LISBON—Prime Minister Stephen Harper’s calculated political stance as an anti-Russian cold warrior has made Canada an irrelevant, mischievous force within the NATO alliance, according to a former Canadian diplomat.
Christopher Westdal, who served as ambassador to Russia from 2003 to 2006, blasted Canada’s foreign policy stance toward Russia as outdated and specifically designed to win over ethnic votes in Canada.

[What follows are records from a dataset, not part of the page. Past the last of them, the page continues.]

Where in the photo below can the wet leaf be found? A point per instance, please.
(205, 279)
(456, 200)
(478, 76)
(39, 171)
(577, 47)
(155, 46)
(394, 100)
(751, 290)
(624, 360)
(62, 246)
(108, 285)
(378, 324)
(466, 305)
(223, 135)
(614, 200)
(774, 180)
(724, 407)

In doing so, Ottawa has removed itself from the debate over “sound security policy.”
Harper will be on firm ground at the two-day NATO meeting which began Friday in Lisbon, Westdal said, when talk turns to the nine-year Afghan war, which Canada has committed to participating in until 2014.
But Canada will be the most marginal of players when leaders at the two-day NATO summit discuss the so-called Strategic Concept — the future of the alliance — and better relations with Russia, he said.
“Our prime minister’s credibility is undermined by widespread suspicion that his government’s policy in East-West security relations is tailored to suit Ukranian, Baltic and other Russo-phobe diaspora voting blocs in Canada,” Westdal wrote in a policy paper for the Canadian Defence and Foreign Affairs Institute.
“Rigid neo-con antipathy to Russia (reinforced by conservative national media) and a foreign policy narrowly designed for diasporas have led us to the margins of irrelevance and mischief.”
At the NATO table, those policies include long-standing support for extending alliance membership to Ukraine and Georgia, two former Soviet republics.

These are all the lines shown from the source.